Last week Martin Berdit of Harpers Choice had the following letter “What fills vacuum as county forfeits planning function?” published in the Columbia Flier. I submitted a response that was published this week “County, developer should collaborate on downtown” (scroll all the way down ). Please share your thoughts on the issues raised in these two letters…

4 comments:

Freemarket said...

I think you nailed it.

Anonymous said...

I agree with Freemarket, I think you nailed it.

I thought the same thing when he asked is Columbia was to become a "company town." I mean where as he been. Columbia is and always has been a "company town."

Anonymous said...

To say that 'negotiation' and 'settlement' are adversarial is quite a stretch.

Anonymous said...

"Howard County and General Growth Properties Inc. should be working collaboratively, on the same team, and should be working toward the same goal: a vibrant, lively downtown with a variety of recreational, cultural and economic draws." Is it teamwork if one member of the team excludes others (the community at large and the press) from the huddles like private meetings?

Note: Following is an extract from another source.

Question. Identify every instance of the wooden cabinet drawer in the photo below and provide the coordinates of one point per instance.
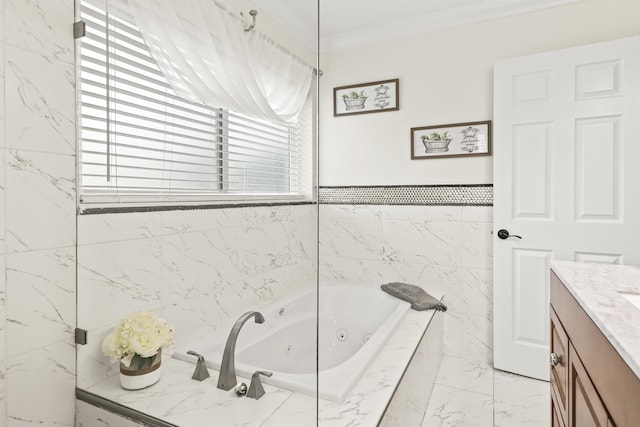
(586, 406)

Or, is that indicative that the community at large and the press are seen by some in the huddles as being on the opposing team?

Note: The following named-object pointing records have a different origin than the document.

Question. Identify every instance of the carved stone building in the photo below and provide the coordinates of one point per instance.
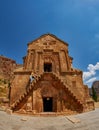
(57, 87)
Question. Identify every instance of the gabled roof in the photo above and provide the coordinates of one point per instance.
(49, 35)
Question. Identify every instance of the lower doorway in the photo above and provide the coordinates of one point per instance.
(48, 104)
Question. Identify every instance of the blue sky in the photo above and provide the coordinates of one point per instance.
(74, 21)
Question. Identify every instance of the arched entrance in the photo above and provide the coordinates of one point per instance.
(47, 104)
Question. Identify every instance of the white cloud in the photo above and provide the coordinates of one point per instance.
(91, 80)
(91, 71)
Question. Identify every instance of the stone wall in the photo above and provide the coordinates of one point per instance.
(7, 66)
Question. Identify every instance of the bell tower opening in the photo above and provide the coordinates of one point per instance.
(48, 104)
(47, 67)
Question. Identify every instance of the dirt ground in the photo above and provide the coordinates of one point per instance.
(96, 104)
(84, 121)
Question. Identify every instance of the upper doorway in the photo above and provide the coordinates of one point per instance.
(47, 67)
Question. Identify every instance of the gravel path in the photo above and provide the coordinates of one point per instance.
(87, 121)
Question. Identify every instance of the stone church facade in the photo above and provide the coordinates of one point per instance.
(57, 87)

Collaboration can best be accomplished by retaining the process within institutions and events where the fiduciary obligations are to the public as a whole and are required to work openly, not by intermittently diverting the process into the hands of a private, third-party with distinctly different fiduciary obligations. REITs, in general, are obligated to be a team player up to the point where it maximizes return on investment and operates within the law, but no further.

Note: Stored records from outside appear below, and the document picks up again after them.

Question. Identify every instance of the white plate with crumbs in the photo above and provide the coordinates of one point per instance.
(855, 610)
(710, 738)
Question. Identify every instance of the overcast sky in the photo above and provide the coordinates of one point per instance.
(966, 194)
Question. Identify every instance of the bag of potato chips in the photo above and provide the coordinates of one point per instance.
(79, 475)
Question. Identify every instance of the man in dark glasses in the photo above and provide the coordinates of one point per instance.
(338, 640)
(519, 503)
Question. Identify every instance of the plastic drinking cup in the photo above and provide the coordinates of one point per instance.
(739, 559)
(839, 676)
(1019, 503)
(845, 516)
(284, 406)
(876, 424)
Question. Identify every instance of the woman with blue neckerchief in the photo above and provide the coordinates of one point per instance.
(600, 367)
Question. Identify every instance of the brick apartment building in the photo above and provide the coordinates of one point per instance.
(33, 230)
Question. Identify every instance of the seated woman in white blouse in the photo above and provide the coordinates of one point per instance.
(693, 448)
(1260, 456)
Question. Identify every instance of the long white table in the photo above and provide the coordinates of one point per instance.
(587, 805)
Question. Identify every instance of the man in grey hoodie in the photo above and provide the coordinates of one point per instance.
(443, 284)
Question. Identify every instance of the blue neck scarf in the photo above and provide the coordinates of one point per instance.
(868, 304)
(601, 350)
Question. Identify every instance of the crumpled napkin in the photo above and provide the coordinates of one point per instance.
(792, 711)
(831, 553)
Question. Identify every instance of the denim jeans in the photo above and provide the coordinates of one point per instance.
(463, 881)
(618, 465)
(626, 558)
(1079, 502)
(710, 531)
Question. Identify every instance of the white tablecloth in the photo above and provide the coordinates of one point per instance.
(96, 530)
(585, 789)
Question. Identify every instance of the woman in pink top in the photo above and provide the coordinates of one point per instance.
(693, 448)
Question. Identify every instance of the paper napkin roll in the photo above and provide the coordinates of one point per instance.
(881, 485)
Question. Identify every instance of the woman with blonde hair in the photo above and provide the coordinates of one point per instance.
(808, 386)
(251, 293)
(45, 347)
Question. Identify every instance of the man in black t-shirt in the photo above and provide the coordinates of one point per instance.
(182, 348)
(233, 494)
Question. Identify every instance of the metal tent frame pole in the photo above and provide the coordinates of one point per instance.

If you check previous "game" highlights, the multi-year Glendale, CA game may be insightful as to what kind of teamwork could be on the horizon. Metaphorically, a lot of flags have been thrown and a lot of players have been banged up in that game, including that community, a competitor, a customer, GGP shareholders, and, yet to be determined, possibly even retired teachers' pensions who had partnered with GGP. With all the coverage you've done of GGP projects elsewhere, if I'm not mistaken, that's one highlight reel you've yet to show here. Wouldn't prudence invite such a replay, helping all teammates know each other better, especially when sharing the field (or trying to) with much, much larger players?

Framing this process in terms of a game with just two courts or just one goal line does seem pretty inaccurate. Different parties involved in this process each have different ideas of what goal line should be worked towards. The framework, as the original letter to the editor alluded, is too vague describing which goal line should be sought. Perhaps such vagueness is for political expediency to allow the process to progress, but diligence is necessary to avoid arriving at the wrong goal line. In our case, it won't be just two points given away for a safety, it could be traffic in and near Town Center becoming absolutely miserable, very costly, and inconvenient (as two studies have now detailed), huge, ongoing financial obligations being assumed by County taxpayers for multiple additional services, and a myriad of sacrifices of open space and environment.

But, heck, if the ball gets handed back to the County just five yards from whatever goal line is closest at the time, we may as well just let the ball be run in for the score, right? Go team.